Here is Truffle, with the “WTF? I thought this was MY rawhide bone!” expression. The fluff ball in front of her is Mal-du-Mer (she got carsick a lot as a puppy), known as Molly, Molly Woof, Molly McButter. Yep. These are my first two dogs.

Here Truffle is making the face that always reminded me of this portrait of our first president.

Imacon Color ScannerGeorge

Truffle had a few names, too, George was one of them. She was sometimes Truffleupagus or Lup a short form. It is very strange to realize that this photo was taken about 30 years ago in my back yard in San Diego.


Truffle and Molly, 1998

Here they are in the bed of my Ford Ranger about 10 years later. The topper and carpet kit had finally fallen apart and they were relegated to being harnessed and tied in the back, but they didn’t mind. It was all about going. They’d jumped up in the truck bed even though we weren’t going anywhere. You can see beach sand on the bottom of the truck bed. You might think taking two such hairy dogs to the beach is asking for trouble, but I had a system.

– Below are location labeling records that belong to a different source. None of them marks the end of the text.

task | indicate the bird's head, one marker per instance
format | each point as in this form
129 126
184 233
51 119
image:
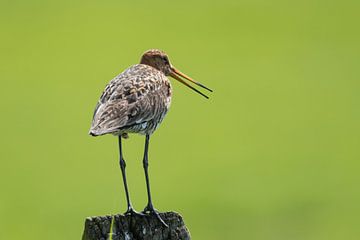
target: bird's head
159 60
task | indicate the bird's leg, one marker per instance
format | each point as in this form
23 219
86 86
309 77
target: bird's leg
149 207
130 209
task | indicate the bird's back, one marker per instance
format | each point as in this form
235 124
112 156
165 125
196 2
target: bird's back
135 101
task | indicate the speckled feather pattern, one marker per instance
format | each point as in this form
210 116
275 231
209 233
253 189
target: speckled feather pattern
135 101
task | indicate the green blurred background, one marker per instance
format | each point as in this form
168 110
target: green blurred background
274 154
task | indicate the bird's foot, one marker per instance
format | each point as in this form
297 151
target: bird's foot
149 209
131 211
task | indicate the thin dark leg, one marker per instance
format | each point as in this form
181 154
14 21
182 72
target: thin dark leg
149 208
130 209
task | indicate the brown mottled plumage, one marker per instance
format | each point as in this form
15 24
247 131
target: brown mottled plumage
136 101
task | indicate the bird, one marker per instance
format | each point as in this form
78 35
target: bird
135 102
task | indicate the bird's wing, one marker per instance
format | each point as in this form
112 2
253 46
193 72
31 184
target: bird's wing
127 100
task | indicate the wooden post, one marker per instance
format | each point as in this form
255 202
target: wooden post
135 227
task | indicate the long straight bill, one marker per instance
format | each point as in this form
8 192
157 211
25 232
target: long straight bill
189 78
172 74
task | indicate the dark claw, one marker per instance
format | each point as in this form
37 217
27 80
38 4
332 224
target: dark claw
149 209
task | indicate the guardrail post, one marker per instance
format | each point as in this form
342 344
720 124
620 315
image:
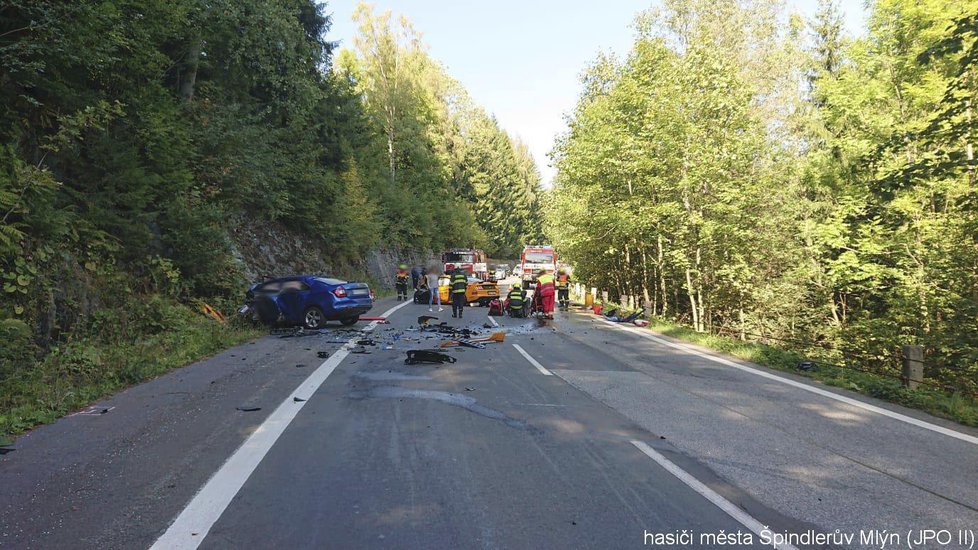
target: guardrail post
913 366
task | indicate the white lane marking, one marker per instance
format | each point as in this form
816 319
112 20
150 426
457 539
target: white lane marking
800 385
730 508
196 519
532 361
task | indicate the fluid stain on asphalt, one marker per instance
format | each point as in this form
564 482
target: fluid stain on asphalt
389 376
449 398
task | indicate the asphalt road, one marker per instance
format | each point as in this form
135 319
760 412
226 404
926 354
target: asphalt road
570 434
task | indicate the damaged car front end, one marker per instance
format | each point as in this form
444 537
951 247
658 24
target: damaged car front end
309 301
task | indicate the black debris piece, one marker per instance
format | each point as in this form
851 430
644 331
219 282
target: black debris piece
423 320
416 356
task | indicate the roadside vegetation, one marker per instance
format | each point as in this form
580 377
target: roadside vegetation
133 133
833 370
745 172
115 352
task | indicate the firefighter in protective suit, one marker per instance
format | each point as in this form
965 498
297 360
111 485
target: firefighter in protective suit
460 281
400 282
516 301
563 290
547 291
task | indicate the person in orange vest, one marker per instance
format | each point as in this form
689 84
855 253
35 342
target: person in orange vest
545 286
563 289
400 282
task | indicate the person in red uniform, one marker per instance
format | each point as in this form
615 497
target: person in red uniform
547 290
563 289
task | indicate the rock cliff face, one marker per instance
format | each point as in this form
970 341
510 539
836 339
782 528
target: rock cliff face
272 250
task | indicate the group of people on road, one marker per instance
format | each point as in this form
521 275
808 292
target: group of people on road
426 280
548 289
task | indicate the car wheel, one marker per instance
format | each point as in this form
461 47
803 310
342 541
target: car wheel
313 318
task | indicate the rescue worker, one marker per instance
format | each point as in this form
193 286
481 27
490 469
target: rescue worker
545 286
516 301
400 282
460 282
416 274
563 289
431 277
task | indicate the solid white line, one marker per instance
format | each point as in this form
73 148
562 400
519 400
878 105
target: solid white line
532 361
730 508
193 523
800 385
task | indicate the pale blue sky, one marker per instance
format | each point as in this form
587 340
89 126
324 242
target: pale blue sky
521 59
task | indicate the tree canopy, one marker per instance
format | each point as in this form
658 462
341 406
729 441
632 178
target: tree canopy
750 172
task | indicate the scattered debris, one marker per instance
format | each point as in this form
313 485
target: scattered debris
466 343
92 411
416 356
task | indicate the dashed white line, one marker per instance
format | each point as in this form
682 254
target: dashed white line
197 518
532 361
800 385
728 507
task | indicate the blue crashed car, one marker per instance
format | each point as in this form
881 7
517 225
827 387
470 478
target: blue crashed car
308 300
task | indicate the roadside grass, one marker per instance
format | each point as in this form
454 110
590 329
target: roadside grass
953 406
83 370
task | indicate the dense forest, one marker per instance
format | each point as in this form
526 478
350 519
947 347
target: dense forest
751 173
135 135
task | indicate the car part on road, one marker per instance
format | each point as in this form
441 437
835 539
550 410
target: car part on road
416 356
423 320
465 343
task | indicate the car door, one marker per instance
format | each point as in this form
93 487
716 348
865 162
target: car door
292 300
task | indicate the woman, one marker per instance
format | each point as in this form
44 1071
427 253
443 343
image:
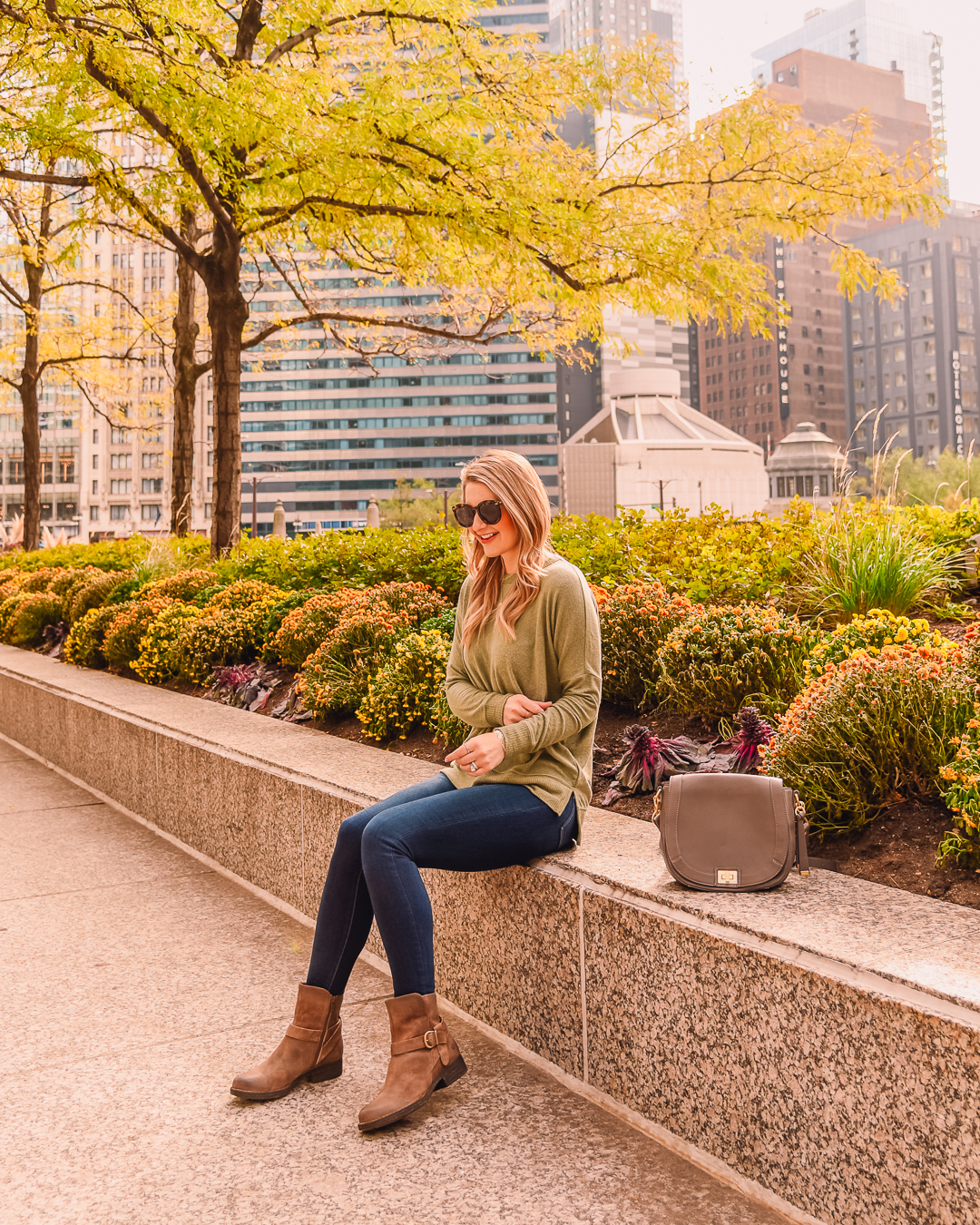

I usually took them to Dog Beach at the north end of Ocean Beach in San Diego.


Dog Beach

I parked in front of the do it yourself dog wash and we walked the two blocks to the beach. When we were done playing, we walked back and I bathed them. Still, beach sand is ubiquitous.

Truffle was a great dog. Her mother, Shadow, a purebred black lab, was a friend of mine. She lived down the street, usually tied to a tree. But often she’d break loose, come to my house, sit on the sidewalk and bark ONCE. Woof!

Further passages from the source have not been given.